Sukhothai History

Sukhothai History

Sukhothai (สุโขทัย) is a small city (population 35,713) in Lower Northern Thailand, most famous for the ruins of the ancient city Sukhothai. The name translates as “the dawn of happiness”. The province is located on the lower edge of the northern region, 427 kilometres north of Bangkok, and covers some 6,596 square kilometres.
The city is a popular tourist destination because it is located near the ruins of the ancient city of Sukhothai, which was the Thai capital during the 13th Century A.D. The historical Sukhothai was the first capital of Siam founded by King Ramkhamhaeng. The province’s temples and monuments have been restored well and Sukhothai Historical Park – a place with numerous sites of historical interest has been made into a UNESCO World Heritage Site. Other interesting places include Ramkhamhaeng National Museum, Ramkhamhaeng National Park, Sri Satchanalai National Park and The Royal Palace and Wat Mahathat.
History
Sukhothai was the first kingdom of Siam established some 800 years ago. The exact year is unknown but according to the Fine Arts Office it was between 1238 and 1257.

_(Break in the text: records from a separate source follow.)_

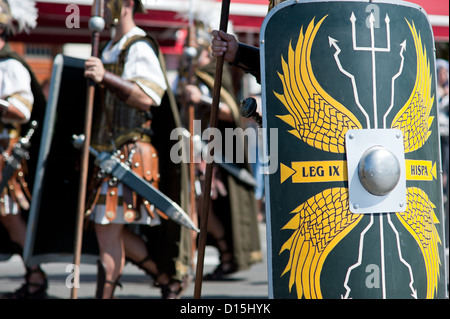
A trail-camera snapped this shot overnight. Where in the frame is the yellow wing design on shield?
[280,187,363,299]
[274,16,362,153]
[391,21,434,153]
[397,187,441,299]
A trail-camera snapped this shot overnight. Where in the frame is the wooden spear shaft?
[71,0,103,299]
[191,0,230,299]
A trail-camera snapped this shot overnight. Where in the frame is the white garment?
[0,58,34,123]
[102,27,167,105]
[90,27,167,226]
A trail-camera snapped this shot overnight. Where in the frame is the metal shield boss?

Established in around 1238 to 1257, Sukhothai literally means “Dawn of Happiness.” Phokhun Si Intharathit was the founder of the Phra Ruang Dynasty, Sukhothai’s first Dynasty. For 120 years as the capital of Siam, Sukhothai was ruled by many kings. In this connection, the most dynamic monarch being King Ramkhamhaeng the Great, who created the Thai alphabet, laid the foundation for politics, monarchy, and religion, as well as, expanded its boundary of influence. Though the golden era of Sukhothai no longer exists, tourists should bear in mind that respect and admiration for the renowned ruined twin cities of Sukhothai and Si Satchanalai is valued.